Europe is punching above its weight in the global market by producing a disproportionate number of Unicorns, according to Hoxton Ventures partner Hussein Kanji.
Speaking at a NOAH Conference in London, Kanji told delegates that since 2000 half of the new Unicorns (businesses with a valuation of $1bn or more) have come from Europe. He argued that this has happened despite the continent’s start-ups historically not having the financial backing of counterparts in other major economic regions.
“If you compare Europe to China, despite being a much larger market China is only producing about 22% of new Unicorns, and in other large markets Israel and India it’s tiny in comparison,” he said.
“And if you contrast the cash that goes into businesses here with other economies Europe is massively underfunded. So it’s a very interesting time to be a VC because we’re seeing businesses that are turning into very large companies and there’s very little money outside of the bigger funds.”
Kanji went on to say that just five years ago the story was very different in Europe; with less than 10% of the Unicorns based here. And he also touched on the difference in approach European companies’ now have to international expansion.
“I remember at the time we’d struggle to find one Unicorn coming out of Europe per year and now there are two or three every year,” he continued. “And the other thing is that these companies are now going global way quicker than they were in the past.

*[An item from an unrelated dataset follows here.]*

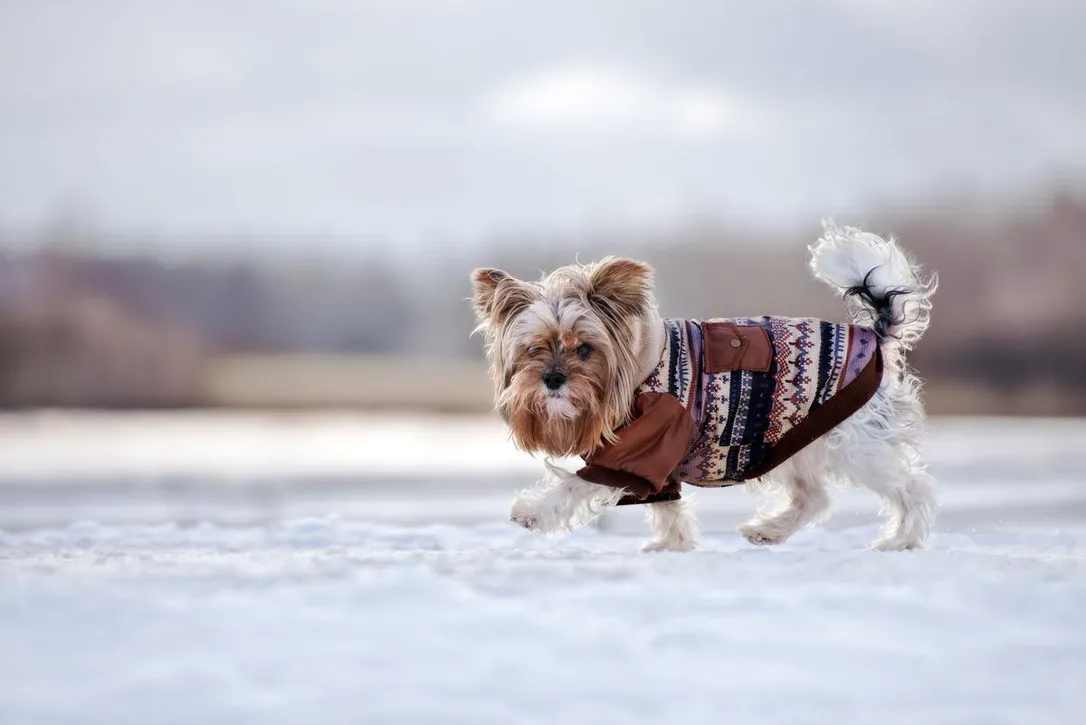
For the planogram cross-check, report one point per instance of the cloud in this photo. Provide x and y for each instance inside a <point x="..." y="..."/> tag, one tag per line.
<point x="604" y="100"/>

And their ambitions in many cases include taking over the US market.”
And Kanji does sees the situation in Europe developing now as the “funding ecosystem has fundamentally changed” in the past few years.
“If you look at how the European companies were funded historically, at the early stage they were almost drip-fed. If you look at the older generation of Unicorns like TransferWise they had a lot of different round of funding before they went for the mega-rounds,” he said.
“Now with your newer generation on Unicorns like Bla Bla Car they went for the seed round, a large Series A and then straight to the mega-rounds. It’s something you just didn’t see in Europe five years ago and for the first time it looks like it’s catching up with the funding models we’re more used to seeing in the US.”